Tuesday, April 04, 2017

The former South Korean president was impeached. Now she's facing an arrest warrant.

Lindsay Maizland · Monday, March 27, 2017, 1:44 pm

Prosecutors requested the warrant for Park Geun-hye on Monday.

Americans looking with confusion and shock at the state of our own political system may take solace in the madness happening in South Korea, one of our closest allies, where prosecutors just requested an arrest warrant for the country’s former president.

The bizarre political scandal surrounding former President Park Geun-hye started in late 2016 and ultimately resulted in Park’s impeachment and dismissal from her post earlier this month. It was the first time that a democratically elected president had been removed from office in South Korea.

Now Park might also be the first democratically elected South Korean leader to be put behind bars.

On Monday, prosecutors formally requested a warrant for Park’s arrest from the Seoul District Court on charges of corruption and abuse of power.

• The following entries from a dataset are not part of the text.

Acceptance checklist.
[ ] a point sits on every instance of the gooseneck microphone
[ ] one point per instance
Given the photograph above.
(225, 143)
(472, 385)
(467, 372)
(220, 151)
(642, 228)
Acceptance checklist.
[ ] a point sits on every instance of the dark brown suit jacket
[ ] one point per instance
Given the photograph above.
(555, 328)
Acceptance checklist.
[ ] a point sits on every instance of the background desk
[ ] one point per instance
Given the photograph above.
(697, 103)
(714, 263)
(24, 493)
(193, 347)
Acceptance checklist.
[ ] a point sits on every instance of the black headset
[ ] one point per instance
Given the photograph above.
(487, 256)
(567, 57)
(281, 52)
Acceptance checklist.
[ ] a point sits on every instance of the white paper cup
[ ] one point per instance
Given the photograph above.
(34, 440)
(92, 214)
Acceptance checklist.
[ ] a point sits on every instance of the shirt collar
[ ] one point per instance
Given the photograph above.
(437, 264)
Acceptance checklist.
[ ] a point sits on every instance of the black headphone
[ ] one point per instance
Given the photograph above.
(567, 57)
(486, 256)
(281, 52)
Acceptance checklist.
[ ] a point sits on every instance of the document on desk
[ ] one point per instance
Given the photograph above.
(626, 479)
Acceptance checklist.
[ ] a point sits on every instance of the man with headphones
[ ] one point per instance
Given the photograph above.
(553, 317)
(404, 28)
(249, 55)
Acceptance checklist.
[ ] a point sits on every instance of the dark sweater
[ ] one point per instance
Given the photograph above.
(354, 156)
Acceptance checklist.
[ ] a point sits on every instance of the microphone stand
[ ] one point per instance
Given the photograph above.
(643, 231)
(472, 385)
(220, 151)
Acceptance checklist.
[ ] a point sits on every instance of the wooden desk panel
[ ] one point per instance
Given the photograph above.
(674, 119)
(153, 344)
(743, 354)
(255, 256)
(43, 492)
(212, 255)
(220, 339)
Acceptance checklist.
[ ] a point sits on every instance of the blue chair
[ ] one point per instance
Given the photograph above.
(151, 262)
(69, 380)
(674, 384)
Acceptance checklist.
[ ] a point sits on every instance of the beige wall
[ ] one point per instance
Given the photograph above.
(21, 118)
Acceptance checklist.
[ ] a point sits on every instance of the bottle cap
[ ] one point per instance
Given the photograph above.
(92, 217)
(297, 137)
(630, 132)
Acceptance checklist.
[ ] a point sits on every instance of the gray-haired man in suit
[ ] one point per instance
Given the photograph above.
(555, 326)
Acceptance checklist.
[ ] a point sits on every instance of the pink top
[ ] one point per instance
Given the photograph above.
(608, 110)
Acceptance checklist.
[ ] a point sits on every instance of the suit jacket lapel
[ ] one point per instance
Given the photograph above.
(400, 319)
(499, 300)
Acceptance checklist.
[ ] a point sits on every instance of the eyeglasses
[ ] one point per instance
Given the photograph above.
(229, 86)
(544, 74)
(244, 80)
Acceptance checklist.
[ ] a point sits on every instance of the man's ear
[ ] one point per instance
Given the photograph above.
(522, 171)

Park denied the allegations. Her arrest depends on whether the court grants the warrant, a decision that is expected by the end of the week after the court holds a hearing on Thursday.

"The case is very grave as the suspect has demonstrated acts of abuse of power by making companies give money and infringing on the freedom of corporate management by using powerful position and authority as president," prosecutors said in a statement, according to the BBC.

After questioning Park for 14 hours last week, prosecutors warned that “there is a danger of her destroying incriminating evidence if she is not arrested.” Prosecutors have identified 13 charges against her, including bribery, abuse of power, and leaking confidential information.

The most serious charge is bribery, a crime punishable by “life in prison or a term for more than 10 years,” according to the Korea Herald, one of South Korea’s largest English newspapers.

When Park was still president, she was able to avoid questioning and refused investigators entry into her office because of immunity from prosecution granted to sitting South Korean presidents. But now that she has been impeached, she is considered a private citizen and is subject to questioning and arrest.